In any case, I disagree about your "unnecessary disk writes" statement. These writes are certainly necessary and will automatically happen after a small period of time anyway.
There is even no guarantee the sync call will do anything particular at all depending on its implementation. Calling sync, is, as the POSIX standard defines, only a "suggestion" for the OS to flush its file system caches, it doesn't necessarily force the flushes to happen immediately. More precisely, the calls ask the OS to schedule a cache flush but there is no guarantee it will happen before the already scheduled time although Linux implementation does wait for it to happen before returning.

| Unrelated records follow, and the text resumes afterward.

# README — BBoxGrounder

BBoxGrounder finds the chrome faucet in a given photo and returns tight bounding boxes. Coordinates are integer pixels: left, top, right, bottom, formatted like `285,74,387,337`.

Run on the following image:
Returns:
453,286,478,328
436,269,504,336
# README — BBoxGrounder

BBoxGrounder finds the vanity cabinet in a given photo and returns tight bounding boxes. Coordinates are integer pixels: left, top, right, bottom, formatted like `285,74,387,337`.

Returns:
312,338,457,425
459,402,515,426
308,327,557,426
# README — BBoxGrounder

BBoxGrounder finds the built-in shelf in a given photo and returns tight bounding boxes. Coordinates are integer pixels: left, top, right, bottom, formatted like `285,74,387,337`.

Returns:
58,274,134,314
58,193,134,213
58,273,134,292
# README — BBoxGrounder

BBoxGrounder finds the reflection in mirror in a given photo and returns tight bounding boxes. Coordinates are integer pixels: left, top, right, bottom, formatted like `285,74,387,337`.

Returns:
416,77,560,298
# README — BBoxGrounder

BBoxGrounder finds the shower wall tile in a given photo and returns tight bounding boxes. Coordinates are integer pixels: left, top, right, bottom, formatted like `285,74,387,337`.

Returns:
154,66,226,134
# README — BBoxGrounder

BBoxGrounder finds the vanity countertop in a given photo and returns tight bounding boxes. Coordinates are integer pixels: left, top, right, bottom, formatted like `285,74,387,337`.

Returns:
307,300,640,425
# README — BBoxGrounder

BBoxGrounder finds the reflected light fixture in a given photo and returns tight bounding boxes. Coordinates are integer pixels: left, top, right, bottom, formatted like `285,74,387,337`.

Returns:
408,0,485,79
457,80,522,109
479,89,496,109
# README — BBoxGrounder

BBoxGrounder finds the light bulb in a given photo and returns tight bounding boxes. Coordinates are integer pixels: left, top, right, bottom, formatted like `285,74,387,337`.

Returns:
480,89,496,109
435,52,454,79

Moreover, calling sync multiple times in a row would not slow down systems that much, as once the caches are flushed, if no process is actively writing to files the caches are empty so sync is a no-op.
Should you really want to prevent users to run sync on your system, you can just run these commands:
mv /bin/sync /bin/.sync
ln /bin/true /bin/sync
That would largely be unnoticed by users and has no negative effects except with people that just run sync then remove storage devices (eg: usb thumbdrive) without unmounting them, but these users were already acting foolishly anyway.
Note that I wouldn't recommend the previous /bin/sync link with /bin/true.
sync is certainly useful in some cases. For example if you fear a brutal shutdown (power shortage, system panic, ...) might happen shortly, that would help preserving the file systems content. This is what I call a legitimate request.